安义侯还没说话,郑大太太感觉到一个人走了过来,周围仿佛顿时变得鸦雀无声,她心中隐约有了几分恐惧的感觉。
她抬头看过去,只见那青年身材挺拔,面容英俊,一双幽深的眼睛中透着让人威严,让人望之凛然,神情冷淡,眉宇间似笼了一层寒霜。
这就应该是那位宋大人了。
郑大太太忍不住腿脚有些发软,这宋成暄应该很年轻,可看起来却十分沉稳,就这样径直望了她一眼,她就感觉自己的心思全都被看透了。
郑大太太张开嘴想要说些什么,却发不出声音,这位宋大人显然不好糊弄,可她也没想做有伤宋家的事,为了志哥,她甚至可以将她手中最好的田地和宅院都奉上。
“宋大人。”郑大太太不由自主地欠身行礼。
郑大太太只听得一个冰冷的声音道:“你是为郑二来的吧!”
无论是语气还是态度一点都不客气,甚至透着几分的凌厉,仿佛随时都会发怒。
郑大太太低声道:“我想为志哥求情。”
“那不必去找安义侯,”宋成暄接着道,“只需直接来找我。”
郑大太太听得心里一颤。
宋大人这话什么意思?是对她方才的言语有了兴致。
还是说本就有意接了郑家的事,从中获利。
几个念头闪过,郑大太太发现宋家管事已经扶着宋老太太和徐清欢下了马车,她本想上前纠缠,可宋成暄就在不远处,让她动弹不得。

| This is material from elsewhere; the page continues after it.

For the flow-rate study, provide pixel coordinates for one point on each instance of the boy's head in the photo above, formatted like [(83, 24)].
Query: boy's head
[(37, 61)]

郑大太太紧咬着嘴唇,她方才的那些话好像也没有给安义侯和徐清欢留下半点的困扰,她有种要疯了的感觉,难道安义侯府真的什么也不怕了吗?
宋老太太和徐清欢进了门。
安义侯也叹了口气,看向郑大太太:“朝廷有法度,徐、郑两家是姻亲,我就再劝你一句,不要节外生枝,别混闹了,给你和郑家留些颜面,这样下去不会有什么好结果。”
“节外生枝?”郑大太太浑身颤抖,“侯爷,志哥也是您的后辈,您竟然说这样的话,当年郑家是如何待徐家的?侯爷这是过了河就准备拆桥,就不怕因此损了侯爷威名。”
安义侯听到这话看了一眼旁边的宋成暄。
郑大太太捏紧帕子,安义侯总算是怕了,她还要说些什么。
宋成暄那不带任何情绪的声音再响起来:“将侯爷请进门。”
宋家管事再次来相请。
安义侯看向宋家的大门,又颇有深意地望了望郑大太太:“你可要想好了。”
“不牢侯爷费心。”
安义侯皱起眉头,脸上露出几分武将的果断,再也不去理会郑大太太,大步走进了宋家。
宋成暄也向院子里走去。
郑大太太咬咬牙,紧跟在宋成暄身后,当她踏入宋家大门时,竟然没有任何人前来阻拦,她明明是那个前来搅局的人,却莫名地心慌起来。
安义侯府如此狂妄,她不能再留情面,郑大太太上前一步:“宋大人,您否借一步说话,有些秘密,我想向宋大人和宋老太太禀告,您不妨听一听再做决断。”
她遥遥望去,徐清欢陪伴在宋老太太身边,被宋家下人端着各种点心围着,如同众星捧月。
她家的孩子还身陷囹圄,凭什么徐家如此自在。
宋成暄向前走去,郑大太太战战兢兢地跟着,生怕这位宋大人一翻脸,就将她整个人丢出门。
终于宋成暄停下脚步,却依旧背对着她。
郑大太太绕上前想要再靠近一些,一道凌厉的目光却落下来,吓得她立即停住了脚步。
郑大太太抿了抿嘴唇才道:“宋大人,您去徐家求亲,安义侯可能跟您说过,徐大小姐从前是许过人家的。”
说到这里,郑大太太再一次小心翼翼地看向宋大人,宋大人没有阻止她,显然愿意继续听下去。
郑大太太暗自舒了一口气:“徐清欢出生没多久,安义侯就为她订了婚约,还与对方换了生辰贴,婚约的对象不是别人,就是魏王世子爷。”
宋成暄依旧安静地立在那里,目光依旧深沉,让人看不出喜怒。
郑大太太接着道:“虽说魏王世子爷已经不在了,但这种换过生辰贴的婚约,不是一句话就能烟消云散的,若是换做那些大儒家,这姻缘就算是拴紧了,无论再发生什么事,都是那家的人,不能再别嫁,也就是说,徐清欢早就跟魏王府绑在一起了。”
宋大人听到她这样说,应该已经变了脸色吧,郑大太太思量着又去看宋成暄,却不知为什么宋大人看起来没有方才那么可怕了,隐约有一丝波澜从眼底泛起,这次郑大太太看清楚了,那双眼眸中的情绪,并非愤怒,也没有担忧,反而……有些欢喜似的。
这怎么可能。
她定睛再去看,又变成了望不到边的幽深。
宋成暄的声音再次响起来:“郑大太太,你知道我和徐大小姐要议亲,今日来说这些是贺喜的吗?”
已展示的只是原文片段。